The development, which Roads and Freight Minister Duncan Gay concedes is a “slight embarrassment”, comes amid rapid growth in the volume of goods and commodities being moved through Sydney’s container port at Botany.
The state Coalition government wants to lift the share of containers moved through the port from 14 per cent to 28 per cent by the start of the next decade. This is a downgrade from the former government’s target of 40 per cent, which it never got close to meeting.
But over the life of the O’Farrell and Baird governments, the rail share of containers has remained stuck at about 14 per cent. Official figures for the 2013-14 financial year have not yet been released, but NSW Ports, the new private operator of the port, told Fairfax Media about the same volume of rail freight occurred last year as the year before.
This means the share of rail freight moving through the port has probably slipped to about 13 per cent, given the 4 per cent increase in the overall volume of container trade.

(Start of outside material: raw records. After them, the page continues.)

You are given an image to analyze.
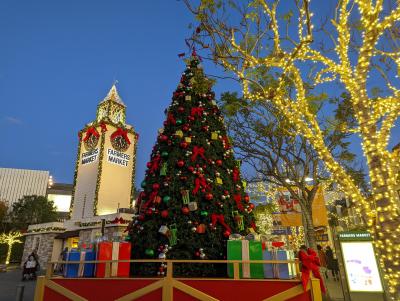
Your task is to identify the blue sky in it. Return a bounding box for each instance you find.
[0,0,231,184]
[0,1,398,186]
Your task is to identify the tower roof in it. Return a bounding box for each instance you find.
[100,84,125,107]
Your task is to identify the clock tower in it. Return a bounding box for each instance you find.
[70,84,137,220]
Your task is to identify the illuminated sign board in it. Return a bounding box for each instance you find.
[339,231,383,293]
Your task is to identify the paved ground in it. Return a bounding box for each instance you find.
[0,268,37,301]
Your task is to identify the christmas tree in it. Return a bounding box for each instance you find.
[128,52,257,277]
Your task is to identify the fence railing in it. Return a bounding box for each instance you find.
[34,259,323,301]
[45,258,301,280]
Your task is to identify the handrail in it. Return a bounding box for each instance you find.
[49,259,299,264]
[46,258,301,281]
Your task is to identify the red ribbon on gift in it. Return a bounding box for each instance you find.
[191,107,204,118]
[234,194,244,211]
[299,248,326,294]
[167,113,176,125]
[192,174,209,195]
[83,127,100,141]
[211,213,231,233]
[111,128,131,144]
[191,146,206,162]
[99,122,107,133]
[232,167,240,182]
[149,154,161,174]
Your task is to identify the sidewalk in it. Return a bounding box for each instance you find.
[0,268,37,301]
[325,277,344,301]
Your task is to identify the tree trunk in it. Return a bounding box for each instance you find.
[302,206,317,250]
[365,143,400,300]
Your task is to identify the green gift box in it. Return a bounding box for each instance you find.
[227,240,264,279]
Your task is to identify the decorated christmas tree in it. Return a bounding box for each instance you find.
[128,52,257,277]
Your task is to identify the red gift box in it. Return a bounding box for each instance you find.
[96,241,113,278]
[112,241,131,277]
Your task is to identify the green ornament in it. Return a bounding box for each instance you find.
[163,196,171,203]
[161,151,169,158]
[160,162,168,176]
[145,249,155,257]
[200,210,209,217]
[176,119,183,125]
[125,236,131,241]
[141,181,147,188]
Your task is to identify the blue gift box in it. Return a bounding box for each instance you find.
[81,250,95,277]
[263,251,274,278]
[262,250,296,279]
[64,250,80,278]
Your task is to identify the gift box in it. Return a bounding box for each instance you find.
[227,240,264,279]
[95,241,113,278]
[263,250,296,279]
[111,241,131,277]
[78,250,95,277]
[64,250,80,278]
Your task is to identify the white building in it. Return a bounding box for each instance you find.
[0,167,49,209]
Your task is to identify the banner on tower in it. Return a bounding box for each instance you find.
[107,148,130,167]
[81,149,99,165]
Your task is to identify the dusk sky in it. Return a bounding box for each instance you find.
[1,1,398,186]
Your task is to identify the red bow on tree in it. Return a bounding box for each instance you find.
[167,113,176,125]
[211,213,232,233]
[191,146,206,162]
[234,194,244,212]
[83,127,100,141]
[192,174,209,194]
[222,136,231,149]
[111,128,131,144]
[232,167,240,182]
[99,122,107,133]
[191,107,204,118]
[149,154,161,174]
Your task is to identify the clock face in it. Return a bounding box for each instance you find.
[84,134,99,151]
[111,135,129,152]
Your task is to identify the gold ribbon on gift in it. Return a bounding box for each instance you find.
[242,240,250,278]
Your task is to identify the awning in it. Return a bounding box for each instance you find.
[55,230,80,239]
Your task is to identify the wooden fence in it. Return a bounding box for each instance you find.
[34,259,322,301]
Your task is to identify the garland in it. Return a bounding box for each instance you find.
[93,130,106,216]
[129,133,139,208]
[27,227,65,233]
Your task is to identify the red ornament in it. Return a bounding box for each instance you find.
[182,124,190,132]
[205,193,213,201]
[146,162,152,168]
[201,125,209,132]
[177,160,185,168]
[146,209,153,216]
[178,106,185,113]
[216,159,223,166]
[187,166,195,172]
[152,183,160,190]
[249,203,255,209]
[244,195,250,203]
[180,141,188,149]
[196,224,206,234]
[223,230,231,238]
[137,214,145,221]
[195,251,200,257]
[187,116,195,122]
[159,135,168,142]
[161,210,169,218]
[181,207,190,215]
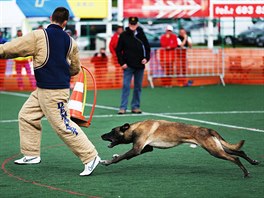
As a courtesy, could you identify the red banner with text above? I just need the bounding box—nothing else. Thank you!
[123,0,210,18]
[214,4,264,17]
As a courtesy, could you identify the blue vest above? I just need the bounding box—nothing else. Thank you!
[34,24,71,89]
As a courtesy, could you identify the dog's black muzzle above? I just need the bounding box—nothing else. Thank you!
[101,133,118,148]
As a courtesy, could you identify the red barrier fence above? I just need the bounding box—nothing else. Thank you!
[0,48,263,91]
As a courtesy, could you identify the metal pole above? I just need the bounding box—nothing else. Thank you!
[106,0,112,53]
[117,0,124,22]
[208,0,214,49]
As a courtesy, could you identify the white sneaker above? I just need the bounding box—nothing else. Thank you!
[14,156,41,165]
[80,156,101,176]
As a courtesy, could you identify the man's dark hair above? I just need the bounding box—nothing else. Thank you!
[51,7,69,24]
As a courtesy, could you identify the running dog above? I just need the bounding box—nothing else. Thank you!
[101,119,259,177]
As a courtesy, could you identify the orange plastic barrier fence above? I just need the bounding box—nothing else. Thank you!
[0,48,263,91]
[224,49,264,85]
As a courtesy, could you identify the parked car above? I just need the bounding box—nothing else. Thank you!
[256,35,264,47]
[145,32,161,48]
[191,17,253,45]
[237,21,264,45]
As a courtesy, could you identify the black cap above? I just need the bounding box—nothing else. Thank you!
[128,17,138,25]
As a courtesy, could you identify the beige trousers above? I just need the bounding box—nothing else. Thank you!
[18,88,98,164]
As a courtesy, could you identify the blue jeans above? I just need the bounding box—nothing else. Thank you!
[120,67,144,110]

Asked about the failure to lift the share at budget estimates about the failure to lift the share, Mr Gay said: “We believe we will do it, but we are a long way off at the moment.”

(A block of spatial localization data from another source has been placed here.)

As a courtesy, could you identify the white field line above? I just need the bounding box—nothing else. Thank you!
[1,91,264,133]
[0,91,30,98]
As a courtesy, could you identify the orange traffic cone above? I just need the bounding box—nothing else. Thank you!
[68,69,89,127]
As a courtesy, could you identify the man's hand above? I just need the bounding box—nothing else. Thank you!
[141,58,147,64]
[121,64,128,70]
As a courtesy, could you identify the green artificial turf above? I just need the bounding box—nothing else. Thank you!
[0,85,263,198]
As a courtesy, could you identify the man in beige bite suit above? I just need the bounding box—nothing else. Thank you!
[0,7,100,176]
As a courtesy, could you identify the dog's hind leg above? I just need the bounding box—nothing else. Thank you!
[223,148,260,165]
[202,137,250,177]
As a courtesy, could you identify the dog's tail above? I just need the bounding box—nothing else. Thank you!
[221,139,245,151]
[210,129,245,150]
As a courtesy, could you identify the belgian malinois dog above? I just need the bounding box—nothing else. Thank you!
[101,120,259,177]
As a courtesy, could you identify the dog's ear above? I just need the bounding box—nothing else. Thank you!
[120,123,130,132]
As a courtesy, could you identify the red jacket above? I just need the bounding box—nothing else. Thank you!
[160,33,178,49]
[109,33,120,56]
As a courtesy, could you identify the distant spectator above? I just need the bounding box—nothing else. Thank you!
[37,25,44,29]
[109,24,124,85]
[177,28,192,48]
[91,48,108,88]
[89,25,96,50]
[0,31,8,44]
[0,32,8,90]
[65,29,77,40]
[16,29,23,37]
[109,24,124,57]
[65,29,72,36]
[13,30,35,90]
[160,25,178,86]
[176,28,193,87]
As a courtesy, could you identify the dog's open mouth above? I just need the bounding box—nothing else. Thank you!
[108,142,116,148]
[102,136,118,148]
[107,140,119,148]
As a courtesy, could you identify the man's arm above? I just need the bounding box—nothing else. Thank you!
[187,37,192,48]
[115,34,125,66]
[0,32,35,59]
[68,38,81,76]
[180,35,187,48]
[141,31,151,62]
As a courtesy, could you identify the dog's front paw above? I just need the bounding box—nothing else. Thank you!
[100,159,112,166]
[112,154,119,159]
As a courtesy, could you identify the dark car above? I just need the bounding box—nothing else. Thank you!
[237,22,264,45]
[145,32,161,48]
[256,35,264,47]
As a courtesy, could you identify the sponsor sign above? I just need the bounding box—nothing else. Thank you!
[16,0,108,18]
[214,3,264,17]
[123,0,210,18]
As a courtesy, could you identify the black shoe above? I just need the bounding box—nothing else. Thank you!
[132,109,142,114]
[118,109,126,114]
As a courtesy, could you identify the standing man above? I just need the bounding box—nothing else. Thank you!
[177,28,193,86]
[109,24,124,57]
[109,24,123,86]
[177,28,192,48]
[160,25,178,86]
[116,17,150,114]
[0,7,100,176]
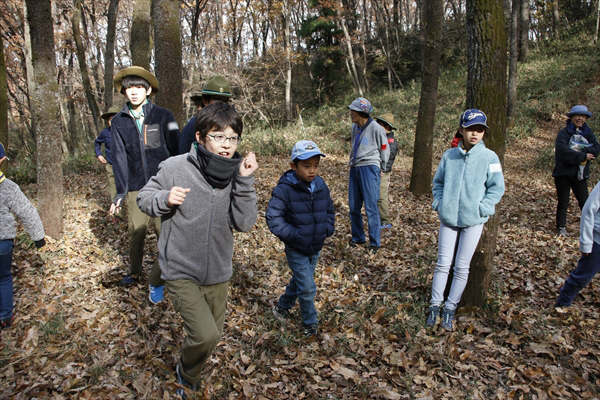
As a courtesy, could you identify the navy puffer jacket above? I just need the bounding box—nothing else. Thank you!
[266,170,335,256]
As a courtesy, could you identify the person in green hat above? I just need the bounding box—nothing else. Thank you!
[179,75,232,154]
[375,113,399,229]
[95,106,123,217]
[109,66,180,305]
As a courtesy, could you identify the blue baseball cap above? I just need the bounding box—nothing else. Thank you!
[459,109,489,129]
[291,140,326,162]
[0,143,5,159]
[347,97,373,115]
[567,105,593,118]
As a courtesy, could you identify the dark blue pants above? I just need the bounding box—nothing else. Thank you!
[278,249,319,326]
[349,165,381,246]
[0,240,15,320]
[556,241,600,306]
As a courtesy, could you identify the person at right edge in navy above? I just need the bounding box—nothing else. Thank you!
[553,105,600,236]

Mr Gay attributed the failure to move a larger share of goods by rail to improvements in truck access to the port, which started under a program set up by former ports minister Joe Tripodi.
“It is success in one area that has stopped progress in another,” Mr Gay said, adding that the truck improvements were one of the few occasions he could refer to Mr Tripodi without using his name as a slur.
The executive general manager of NSW Ports for planning and infrastructure at NSW Ports, Marika Calfas, also attributed the lack of growth in rail freight to relatively weak rural exports, construction work at the port, to the lack of terminals to transport containers by rail, and to a lack of regulation.
An intermodal terminal at Enfield, previously due to start in 2012, will become operational later this year. There are also plans for the construction of at least one terminal at Moorebank, though that remains some years away.
“We need the facilities out there to increase capacity,” Ms Calfas said. “We need to be able to take the boxes somewhere.”
The WestConnex motorway is also being presented as a solution to congestion around the port.
Ms Calfas said NSW Ports supported the project, but needed more detail on how it would help trucks get from Foreshore Drive near the port to Sydney’s motorways.
“At the moment it is probably fair to say we really don’t have sufficient detail to understand how the proposal as planned delivers the improvement or delivers the efficient truck access from Port Botany connecting us to the M4 and the M5,” she said.
“We are talking to WestConnex, we are talking to other parties as well, but our primary objective in the interests of the port is to ensure efficient access to [those] M4 and M5 corridors.”
A spokesman for Transport for NSW said the state was setting up a cargo movement co-ordination centre to improve the performance of the road and rail network, while a program to improve the efficiency of rail freight at the port had also commenced.
Last year about 2.2 million containers moved through the port.